Non-interactive mode flags

These flags control OpenCode’s behavior in non-interactive mode.
--prompt
string
default:""
Run a single prompt in non-interactive mode. When this flag is provided, OpenCode:
  • Processes the prompt immediately
  • Prints the AI response to stdout
  • Exits after completion
  • Auto-approves all permissions for the session
  • Does not launch the TUI
Short form: -pThis mode is ideal for:
  • Scripting and automation
  • Quick queries without launching the full interface
  • CI/CD pipelines
  • Testing prompts
opencode --prompt "Explain the use of context in Go"
opencode -p "Review the code in main.go"
Multi-line prompts can be provided using shell quoting:
opencode -p 'Review this code:
- Check for bugs
- Suggest improvements
- Look for security issues'
--output-format
string
default:"text"
Specify the output format for non-interactive mode. Only applies when used with --prompt.Short form: -fSupported formats:
FormatDescriptionExample
textPlain text output (default)The answer is...
jsonResponse wrapped in JSON object{"response": "The answer is..."}
The JSON format is useful for:
  • Parsing responses programmatically
  • Integration with other tools
  • Structured data processing
  • API-like usage
# Text output (default)
opencode -p "Explain context in Go" -f text

# JSON output
opencode -p "Explain context in Go" -f json
$ opencode -p "What is Go?" -f text
Go is a statically typed, compiled programming language designed at Google...
--quiet
flag
default:"false"
Hide the spinner animation in non-interactive mode.

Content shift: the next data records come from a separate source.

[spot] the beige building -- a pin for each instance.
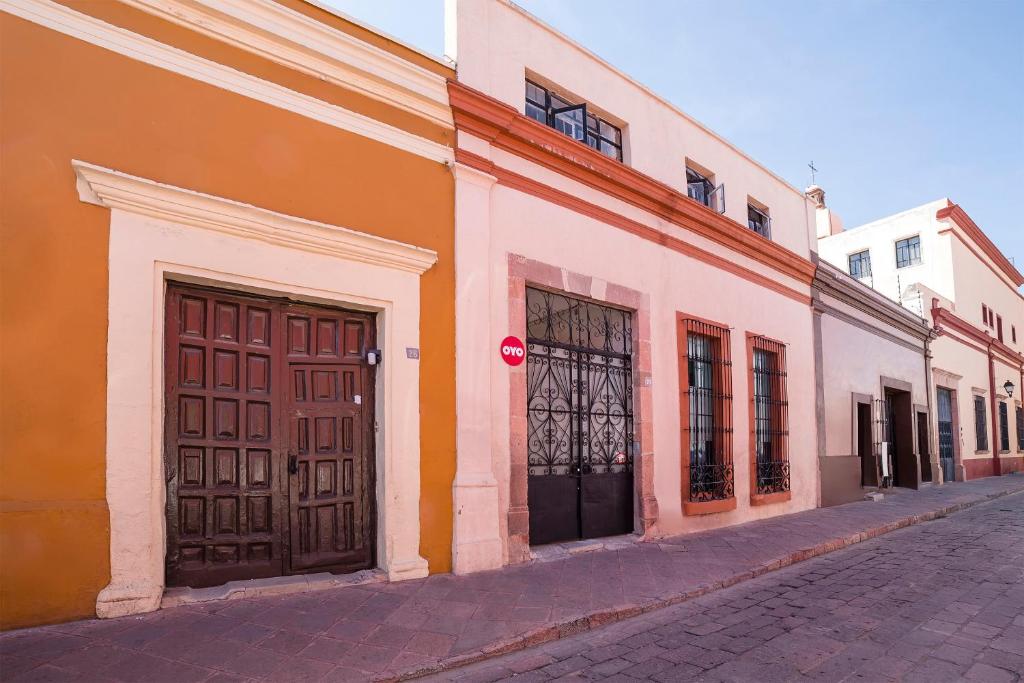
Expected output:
(937, 262)
(872, 393)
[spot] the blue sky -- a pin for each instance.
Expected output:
(897, 102)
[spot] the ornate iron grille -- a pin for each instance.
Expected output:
(946, 434)
(1004, 427)
(771, 417)
(580, 386)
(980, 423)
(709, 396)
(1020, 428)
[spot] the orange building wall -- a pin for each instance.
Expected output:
(65, 99)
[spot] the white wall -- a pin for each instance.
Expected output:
(880, 238)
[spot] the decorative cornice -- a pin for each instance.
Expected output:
(547, 193)
(65, 19)
(833, 282)
(504, 127)
(956, 214)
(115, 189)
(282, 35)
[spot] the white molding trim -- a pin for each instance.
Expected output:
(115, 189)
(276, 33)
(64, 19)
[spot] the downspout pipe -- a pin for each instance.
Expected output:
(996, 469)
(932, 430)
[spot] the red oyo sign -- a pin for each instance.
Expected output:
(513, 351)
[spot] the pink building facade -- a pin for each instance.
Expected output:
(659, 281)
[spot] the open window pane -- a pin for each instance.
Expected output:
(908, 252)
(860, 264)
(572, 120)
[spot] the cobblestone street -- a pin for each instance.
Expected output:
(941, 601)
(934, 601)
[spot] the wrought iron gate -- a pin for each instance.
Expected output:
(580, 418)
(945, 410)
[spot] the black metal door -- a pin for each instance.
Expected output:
(580, 417)
(945, 409)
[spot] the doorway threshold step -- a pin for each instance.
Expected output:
(238, 590)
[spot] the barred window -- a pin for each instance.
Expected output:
(860, 264)
(770, 413)
(551, 110)
(708, 411)
(908, 252)
(1004, 427)
(980, 425)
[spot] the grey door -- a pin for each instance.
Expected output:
(945, 408)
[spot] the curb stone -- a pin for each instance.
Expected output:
(550, 633)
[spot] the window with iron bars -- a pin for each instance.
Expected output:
(908, 252)
(770, 411)
(980, 424)
(860, 264)
(708, 411)
(1020, 428)
(759, 221)
(1004, 427)
(550, 109)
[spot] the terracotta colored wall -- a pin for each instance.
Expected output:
(66, 99)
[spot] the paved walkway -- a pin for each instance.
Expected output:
(938, 602)
(386, 631)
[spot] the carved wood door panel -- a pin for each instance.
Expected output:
(330, 436)
(233, 366)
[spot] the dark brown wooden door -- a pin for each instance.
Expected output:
(222, 456)
(231, 408)
(330, 433)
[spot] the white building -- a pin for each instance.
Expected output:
(936, 261)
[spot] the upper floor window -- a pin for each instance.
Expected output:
(550, 109)
(860, 264)
(759, 220)
(908, 252)
(700, 186)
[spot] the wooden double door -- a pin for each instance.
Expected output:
(268, 438)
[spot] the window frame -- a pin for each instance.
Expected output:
(765, 230)
(706, 181)
(1020, 428)
(1004, 427)
(778, 417)
(980, 424)
(687, 326)
(912, 244)
(564, 104)
(862, 256)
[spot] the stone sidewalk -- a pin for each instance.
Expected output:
(389, 631)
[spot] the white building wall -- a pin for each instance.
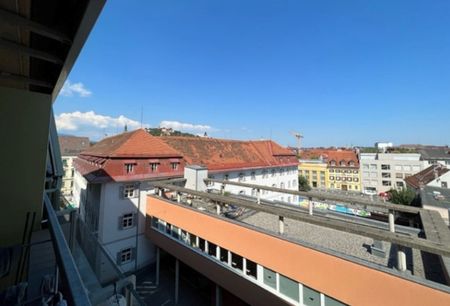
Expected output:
(443, 181)
(282, 177)
(380, 170)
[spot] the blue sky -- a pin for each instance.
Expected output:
(340, 72)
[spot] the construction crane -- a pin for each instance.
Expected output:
(299, 137)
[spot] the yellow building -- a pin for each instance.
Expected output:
(315, 171)
(331, 169)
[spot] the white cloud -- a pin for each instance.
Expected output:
(187, 127)
(70, 89)
(94, 125)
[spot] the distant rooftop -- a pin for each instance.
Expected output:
(435, 196)
(425, 176)
(72, 145)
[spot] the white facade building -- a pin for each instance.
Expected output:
(381, 172)
(279, 177)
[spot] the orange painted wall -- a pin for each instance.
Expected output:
(344, 280)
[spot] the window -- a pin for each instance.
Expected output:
(386, 183)
(175, 232)
(154, 167)
(385, 167)
(129, 191)
(270, 278)
(289, 287)
(241, 177)
(236, 261)
(125, 256)
(224, 255)
(202, 244)
(251, 269)
(212, 249)
(127, 221)
(129, 168)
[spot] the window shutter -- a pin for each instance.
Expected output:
(120, 223)
(121, 190)
(136, 190)
(119, 258)
(133, 254)
(135, 216)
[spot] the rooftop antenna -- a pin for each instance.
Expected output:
(142, 114)
(299, 137)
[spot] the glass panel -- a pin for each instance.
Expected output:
(332, 302)
(311, 297)
(289, 287)
(251, 268)
(224, 255)
(270, 278)
(236, 261)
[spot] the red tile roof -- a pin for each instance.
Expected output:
(223, 154)
(137, 143)
(425, 176)
(330, 155)
(105, 161)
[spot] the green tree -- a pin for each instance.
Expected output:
(404, 196)
(303, 184)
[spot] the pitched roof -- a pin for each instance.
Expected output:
(425, 176)
(137, 143)
(329, 155)
(222, 154)
(72, 145)
(434, 153)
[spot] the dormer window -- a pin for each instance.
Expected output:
(174, 166)
(129, 168)
(154, 167)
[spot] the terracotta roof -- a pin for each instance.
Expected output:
(425, 176)
(223, 154)
(329, 155)
(72, 145)
(106, 160)
(137, 143)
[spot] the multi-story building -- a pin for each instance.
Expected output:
(261, 162)
(435, 155)
(381, 172)
(342, 169)
(314, 169)
(113, 178)
(70, 147)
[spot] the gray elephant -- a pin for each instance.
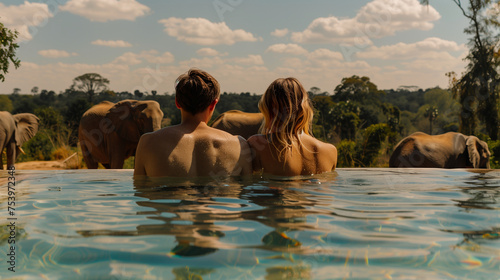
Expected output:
(239, 123)
(449, 150)
(14, 131)
(109, 132)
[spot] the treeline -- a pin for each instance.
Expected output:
(365, 123)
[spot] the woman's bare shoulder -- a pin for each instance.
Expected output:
(257, 138)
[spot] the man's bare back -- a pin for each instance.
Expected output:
(313, 157)
(192, 150)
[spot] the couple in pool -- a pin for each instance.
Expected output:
(192, 148)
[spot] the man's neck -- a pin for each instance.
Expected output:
(188, 119)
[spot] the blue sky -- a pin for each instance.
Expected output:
(245, 44)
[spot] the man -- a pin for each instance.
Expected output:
(192, 148)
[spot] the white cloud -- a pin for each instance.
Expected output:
(106, 10)
(280, 32)
(287, 48)
(204, 32)
(112, 44)
(251, 59)
(55, 53)
(209, 52)
(320, 55)
(325, 54)
(25, 18)
(377, 19)
(130, 58)
(409, 51)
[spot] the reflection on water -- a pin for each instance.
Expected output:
(353, 223)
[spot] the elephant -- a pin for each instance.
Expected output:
(239, 123)
(109, 132)
(14, 131)
(449, 150)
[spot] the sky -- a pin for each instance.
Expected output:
(245, 44)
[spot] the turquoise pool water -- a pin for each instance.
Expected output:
(349, 224)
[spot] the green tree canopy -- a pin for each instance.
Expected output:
(90, 83)
(478, 87)
(8, 48)
(359, 89)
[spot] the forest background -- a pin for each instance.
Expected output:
(363, 122)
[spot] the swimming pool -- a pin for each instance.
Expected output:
(353, 223)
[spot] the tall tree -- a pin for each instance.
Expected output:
(8, 48)
(90, 83)
(478, 88)
(431, 113)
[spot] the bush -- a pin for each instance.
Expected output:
(346, 151)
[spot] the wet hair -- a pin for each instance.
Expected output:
(287, 112)
(196, 90)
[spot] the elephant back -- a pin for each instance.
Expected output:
(27, 127)
(95, 114)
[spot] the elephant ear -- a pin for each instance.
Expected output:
(123, 115)
(27, 127)
(474, 149)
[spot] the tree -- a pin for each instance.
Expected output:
(478, 88)
(7, 50)
(90, 83)
(431, 113)
(356, 88)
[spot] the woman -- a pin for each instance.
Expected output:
(286, 147)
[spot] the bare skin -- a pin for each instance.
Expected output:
(313, 157)
(192, 148)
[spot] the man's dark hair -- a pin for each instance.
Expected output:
(196, 90)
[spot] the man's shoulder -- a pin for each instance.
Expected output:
(220, 135)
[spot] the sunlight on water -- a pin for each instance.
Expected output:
(352, 223)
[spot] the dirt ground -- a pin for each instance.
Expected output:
(40, 165)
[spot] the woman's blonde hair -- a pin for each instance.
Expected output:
(287, 113)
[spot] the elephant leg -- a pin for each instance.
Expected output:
(87, 157)
(11, 154)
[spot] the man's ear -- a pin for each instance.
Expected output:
(212, 105)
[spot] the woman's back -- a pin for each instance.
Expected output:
(310, 156)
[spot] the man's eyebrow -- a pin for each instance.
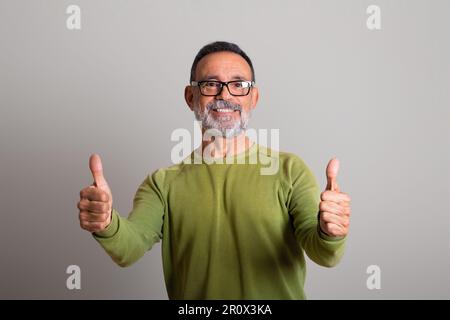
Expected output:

Only applies when used with --prompt.Short form: -qBy default, OpenCode displays a spinner while processing your prompt. Use this flag to suppress the spinner when:
  • Running from scripts
  • Piping output to other commands
  • Using in automated workflows
  • Logging output to files
  • The spinner interferes with other terminal output
# With spinner (default)
opencode -p "Explain Go"

# Without spinner
opencode -p "Explain Go" --quiet
opencode -p "Explain Go" -q
Combine with --output-format json for clean, parseable output:
opencode -p "List Go features" -f json -q | jq '.response'

Flag combinations

Flags can be combined to achieve different behaviors:
# Launch TUI with debug logging
opencode -d

Flag precedence

When multiple configuration sources are present, OpenCode follows this precedence order:
  1. Command-line flags (highest priority)
  2. Environment variables
  3. Local config file (.opencode.json in working directory)
  4. Global config file (~/.opencode.json or ~/.config/opencode/.opencode.json)
  5. Default values (lowest priority)
For example, if debug is set in both the config file and via the -d flag, the flag takes precedence.

Boolean flags

Boolean flags like --debug, --quiet, and --help can be specified in multiple ways:
# These are equivalent
opencode --debug
opencode --debug=true
opencode -d

# Explicitly disable (rarely needed)
opencode --debug=false

Common patterns

Development workflow

# Start debugging in a project
opencode -d -c ~/my-project

Scripting

#!/bin/bash
# Script to get code review

project_dir="$1"
file_path="$2"

response=$(opencode -c "$project_dir" \
  -p "Review the code in $file_path for potential issues" \
  -f json -q)

echo "$response" | jq -r '.response'

CI/CD integration

# Use in GitHub Actions or other CI
opencode -p "Analyze test coverage" -f json -q > report.json

Quick queries

# Fast answers without launching TUI
alias ask='opencode -p'
ask "How do I use channels in Go?"

Tips

Use short forms for faster typing: -d instead of --debug, -p instead of --prompt, etc.
Combine with shell features: Use command substitution, pipes, and redirection:
opencode -p "$(cat prompt.txt)" -f json | jq
The --output-format and --quiet flags only apply in non-interactive mode (when using --prompt). They are ignored in interactive mode.